Politica
Trump vince con estremo distacco le primarie in Iowa
Donald John Trump ha ottenuto una vittoria schiacciante nelle prime primarie repubblicane della corsa presidenziale del 2024, portando a casa tre volte più delegati del suo più vicino avversario e oltre il 50% del voto popolare.
Con oltre il 95% dei voti conteggiati dopo il caucus di lunedì in Iowa, Trump aveva il 51% dell’elettorato e 19 delegati, molto più dei rivali repubblicani Ron DeSantis e Nikki Haley, che hanno guadagnato rispettivamente il 21,3% e il 19,1%. DeSantis ha vinto otto delegati ed è rimasto al secondo posto, mentre Haley ne ha segnati sette.
Mentre la gara si concludeva a tarda sera, Trump ha scritto un post sui social media ringraziando i suoi sostenitori in Iowa, scrivendo «VI AMO TUTTI!»
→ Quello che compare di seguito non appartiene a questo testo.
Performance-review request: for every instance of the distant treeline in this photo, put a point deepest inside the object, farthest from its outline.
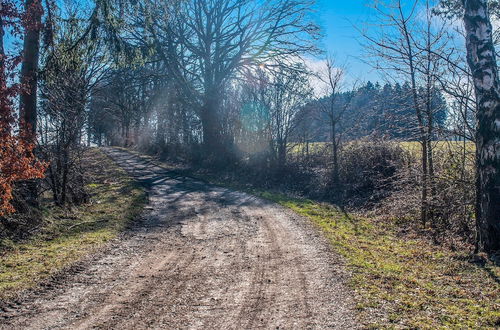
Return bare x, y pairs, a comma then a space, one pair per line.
384, 111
La vittoria arriva sulla scia di sondaggi favorevoli per il favorito, con un sondaggio che gli dà un vantaggio di quasi 30 punti sugli altri candidati.
Mentre lo stesso sondaggio collocava al secondo posto l’ex governatore della Carolina del Sud Nikki Haley, il secondo posto è andato a DeSantis, l’attuale governatore della Florida.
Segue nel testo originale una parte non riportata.